Remembering, sharing Mt. Calvary in Chelsea
By TONY NIVENS / Community Columnist
“We were stationed in Tallahassee, Florida when my husband called and said, ‘Are you ready to move back to Birmingham?’ I told him, ‘Yes, definitely,’” Norma Jene Harper Howell said, and smiled as she anticipated the rest of the story. “He said, ‘Where do you think you want to live?’ I told him, ‘I don’t know about you, but I plan to live in Shelby County.’”
Howell had followed her Air Force husband, James, for 26 years, but was more than ready to return to her beloved home.
“My husband was born in Columbiana and I was born in Chelsea. I’ve said many times, ‘I was born so far back in the woods, they had to pipe the sunshine in from Georgia and it went down before it got here.’”
Howell shared fascinating memories of rural Chelsea/Mt. Calvary area including farm life, school, church and more.
“My daddy farmed 180 acres at the base of the hairpin turn on Firetower Road. I walked a mile-and-a-half to catch the school bus then rode for 11 miles to Chelsea School. I started in 1939 and we left in 1947 going to Birmingham. Daddy, Malvin Harper, worked in the Wenonah Ore Mines.”
Howell “sat down on the curb of the well and begged” to stay in Chelsea, but moved with the family and soon after graduation from Jones Valley High School married into the Air Force.
“You better believe it felt good to be back home,” Howell said.
She remains a resident of Shelby County to this day, where she serves as caretaker for historic Mt. Calvary Church and Cemetery.
“I’ve known Mt. Calvary Church all of my life. My daddy was caretaker like his daddy before him. One day as he locked up he handed me the key and said, ‘Take care of it as long as you can.’”

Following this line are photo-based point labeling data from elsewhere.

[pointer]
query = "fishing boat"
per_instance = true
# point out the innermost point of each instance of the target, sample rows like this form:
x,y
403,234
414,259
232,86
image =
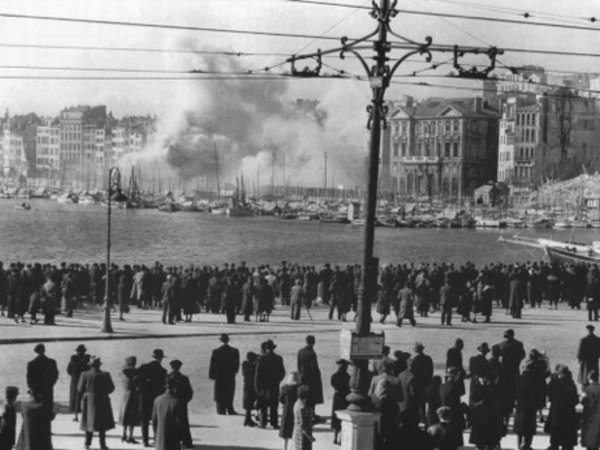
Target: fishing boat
x,y
563,256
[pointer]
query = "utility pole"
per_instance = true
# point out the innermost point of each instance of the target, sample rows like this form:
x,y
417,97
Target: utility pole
x,y
379,75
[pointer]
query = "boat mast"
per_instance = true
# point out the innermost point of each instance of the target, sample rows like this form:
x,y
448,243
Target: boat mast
x,y
217,169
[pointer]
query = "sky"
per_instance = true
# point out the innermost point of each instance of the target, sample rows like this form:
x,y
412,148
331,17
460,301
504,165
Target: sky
x,y
184,106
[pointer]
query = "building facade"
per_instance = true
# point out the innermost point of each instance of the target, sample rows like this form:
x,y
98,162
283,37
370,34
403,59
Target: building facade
x,y
442,147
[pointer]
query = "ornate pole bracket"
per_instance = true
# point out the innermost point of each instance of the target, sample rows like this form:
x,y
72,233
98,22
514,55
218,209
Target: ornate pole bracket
x,y
473,72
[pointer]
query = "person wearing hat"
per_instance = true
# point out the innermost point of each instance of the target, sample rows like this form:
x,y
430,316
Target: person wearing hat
x,y
36,432
130,415
8,420
443,435
151,378
287,398
79,363
165,418
223,368
95,386
310,374
270,371
588,355
511,355
340,382
42,375
184,393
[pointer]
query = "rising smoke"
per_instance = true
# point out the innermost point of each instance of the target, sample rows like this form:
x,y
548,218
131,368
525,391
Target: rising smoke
x,y
253,128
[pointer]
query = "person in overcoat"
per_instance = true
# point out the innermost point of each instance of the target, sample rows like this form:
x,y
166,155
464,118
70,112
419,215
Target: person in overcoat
x,y
42,375
130,415
95,386
79,363
486,419
184,392
406,302
36,433
562,423
525,408
166,416
450,393
269,373
8,419
310,374
151,377
249,391
224,365
590,423
302,438
287,398
340,382
588,354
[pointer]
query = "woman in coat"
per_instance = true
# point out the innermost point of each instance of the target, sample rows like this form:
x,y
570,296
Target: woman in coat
x,y
526,407
288,397
340,382
486,420
302,437
36,433
78,364
130,415
562,422
95,386
590,426
249,393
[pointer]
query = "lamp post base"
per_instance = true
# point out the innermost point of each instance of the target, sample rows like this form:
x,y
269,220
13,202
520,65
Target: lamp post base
x,y
358,429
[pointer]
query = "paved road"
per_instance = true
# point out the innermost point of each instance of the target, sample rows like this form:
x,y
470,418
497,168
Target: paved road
x,y
556,332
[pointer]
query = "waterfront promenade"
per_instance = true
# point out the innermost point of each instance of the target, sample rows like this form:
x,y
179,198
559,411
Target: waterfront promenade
x,y
556,332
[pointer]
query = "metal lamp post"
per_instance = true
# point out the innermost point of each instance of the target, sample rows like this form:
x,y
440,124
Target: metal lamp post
x,y
114,193
380,75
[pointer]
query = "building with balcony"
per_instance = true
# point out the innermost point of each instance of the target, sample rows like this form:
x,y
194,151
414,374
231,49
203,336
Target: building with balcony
x,y
550,136
442,147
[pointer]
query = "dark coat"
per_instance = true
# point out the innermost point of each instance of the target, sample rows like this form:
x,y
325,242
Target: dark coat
x,y
249,392
95,386
166,415
287,397
340,382
8,427
269,373
36,432
152,377
77,365
224,365
590,426
310,374
588,354
131,405
562,423
42,374
525,411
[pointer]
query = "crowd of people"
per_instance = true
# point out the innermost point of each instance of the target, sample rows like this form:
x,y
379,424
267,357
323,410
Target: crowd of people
x,y
253,292
418,409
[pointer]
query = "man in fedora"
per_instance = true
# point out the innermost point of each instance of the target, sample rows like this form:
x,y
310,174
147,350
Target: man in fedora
x,y
587,355
224,365
79,363
95,386
184,392
269,373
42,375
152,378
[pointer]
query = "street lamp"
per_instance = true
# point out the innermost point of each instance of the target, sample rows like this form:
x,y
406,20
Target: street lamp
x,y
380,75
114,194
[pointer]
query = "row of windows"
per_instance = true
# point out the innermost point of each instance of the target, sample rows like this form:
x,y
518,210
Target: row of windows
x,y
428,126
450,149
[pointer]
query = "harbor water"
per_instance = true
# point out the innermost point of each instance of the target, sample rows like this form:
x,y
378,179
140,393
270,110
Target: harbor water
x,y
53,232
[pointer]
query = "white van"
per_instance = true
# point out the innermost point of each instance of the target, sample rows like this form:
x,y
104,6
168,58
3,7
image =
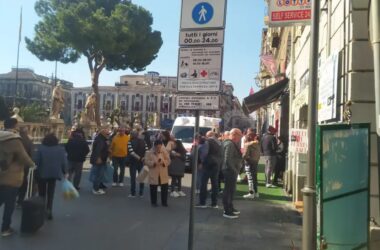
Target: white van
x,y
183,128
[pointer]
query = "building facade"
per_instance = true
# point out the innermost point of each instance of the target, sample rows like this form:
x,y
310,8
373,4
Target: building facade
x,y
33,88
343,34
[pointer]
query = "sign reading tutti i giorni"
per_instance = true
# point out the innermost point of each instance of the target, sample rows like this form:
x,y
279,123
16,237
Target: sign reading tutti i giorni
x,y
203,14
199,69
289,12
198,102
298,141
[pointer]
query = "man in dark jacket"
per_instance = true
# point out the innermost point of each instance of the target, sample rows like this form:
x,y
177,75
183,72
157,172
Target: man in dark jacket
x,y
99,157
13,161
232,161
210,168
77,149
269,150
136,151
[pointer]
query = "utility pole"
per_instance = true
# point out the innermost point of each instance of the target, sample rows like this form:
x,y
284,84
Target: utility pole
x,y
375,40
190,242
309,241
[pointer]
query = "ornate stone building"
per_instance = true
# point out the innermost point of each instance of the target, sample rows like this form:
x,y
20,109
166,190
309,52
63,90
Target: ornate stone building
x,y
151,96
33,88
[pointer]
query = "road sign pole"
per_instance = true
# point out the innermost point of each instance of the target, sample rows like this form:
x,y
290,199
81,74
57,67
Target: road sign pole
x,y
190,245
309,241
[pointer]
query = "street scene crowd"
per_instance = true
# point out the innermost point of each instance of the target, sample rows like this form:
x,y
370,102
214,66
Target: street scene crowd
x,y
152,160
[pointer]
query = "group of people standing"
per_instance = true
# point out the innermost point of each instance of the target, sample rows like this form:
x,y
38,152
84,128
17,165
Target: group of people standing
x,y
224,157
17,158
218,158
165,158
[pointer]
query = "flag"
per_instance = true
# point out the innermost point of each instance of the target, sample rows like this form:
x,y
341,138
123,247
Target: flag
x,y
20,28
270,63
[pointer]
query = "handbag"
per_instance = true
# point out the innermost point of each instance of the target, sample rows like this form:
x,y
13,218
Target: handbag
x,y
108,174
68,190
142,176
107,177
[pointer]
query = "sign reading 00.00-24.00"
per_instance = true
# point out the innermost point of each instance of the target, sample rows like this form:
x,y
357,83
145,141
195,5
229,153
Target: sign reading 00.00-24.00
x,y
201,37
199,69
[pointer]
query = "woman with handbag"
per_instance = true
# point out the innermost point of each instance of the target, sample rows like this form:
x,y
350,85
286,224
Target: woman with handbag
x,y
251,159
157,159
177,168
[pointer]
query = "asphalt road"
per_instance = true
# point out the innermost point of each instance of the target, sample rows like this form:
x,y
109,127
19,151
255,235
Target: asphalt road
x,y
114,221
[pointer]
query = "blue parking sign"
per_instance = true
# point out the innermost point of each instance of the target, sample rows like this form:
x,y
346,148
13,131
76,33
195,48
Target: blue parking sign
x,y
202,13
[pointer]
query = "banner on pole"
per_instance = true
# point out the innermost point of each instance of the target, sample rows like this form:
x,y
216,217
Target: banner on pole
x,y
289,12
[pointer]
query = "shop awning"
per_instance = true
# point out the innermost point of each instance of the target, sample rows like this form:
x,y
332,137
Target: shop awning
x,y
264,96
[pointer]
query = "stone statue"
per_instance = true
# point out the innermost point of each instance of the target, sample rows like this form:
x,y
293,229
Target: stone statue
x,y
90,107
137,121
57,102
157,120
16,115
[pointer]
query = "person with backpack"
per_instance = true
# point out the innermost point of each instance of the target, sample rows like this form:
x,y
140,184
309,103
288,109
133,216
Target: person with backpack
x,y
77,150
157,159
136,152
232,159
268,146
210,168
177,168
51,162
13,160
251,159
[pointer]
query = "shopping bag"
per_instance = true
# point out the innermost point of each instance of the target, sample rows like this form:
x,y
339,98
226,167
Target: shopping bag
x,y
91,176
108,174
142,176
68,190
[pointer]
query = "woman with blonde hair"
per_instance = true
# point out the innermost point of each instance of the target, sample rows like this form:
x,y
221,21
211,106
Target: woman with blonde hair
x,y
157,159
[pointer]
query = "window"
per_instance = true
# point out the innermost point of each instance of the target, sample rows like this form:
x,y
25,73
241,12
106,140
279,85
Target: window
x,y
80,104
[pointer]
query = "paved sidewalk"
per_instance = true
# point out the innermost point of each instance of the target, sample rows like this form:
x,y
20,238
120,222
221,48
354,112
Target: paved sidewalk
x,y
116,222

Howell is excited to share her little piece of Chelsea with area residents.
“We have an event coming up on Sept. 24 with the Chelsea Historical Society. We are all looking forward to that and hope to get the word out so everyone will be able to attend.
“It is such an honor to me to be a part of this,” said Jenny Bartlett, historian for the Chelsea AL Historical Society. “I have learned so much from Ms. Norma Jene.”
For Part 2 of the Walking Tour of Chelsea History, Bartlett plans a short re-enactment of an early rural church service “to set the mood” as well as the history review.
“At Quinn Cemetery we covered some of the earliest families of the Chelsea/Liberty Area,” said Bartlett, “And some of the children of those families are buried here at Calvary. We plan to cover all of the smaller communities that fed into the history of Chelsea.”
“It’s free,” Howell said of the Calvary event Sept. 24 at 3 p.m., “And it will include a walk in the cemetery. I think everyone will enjoy it.”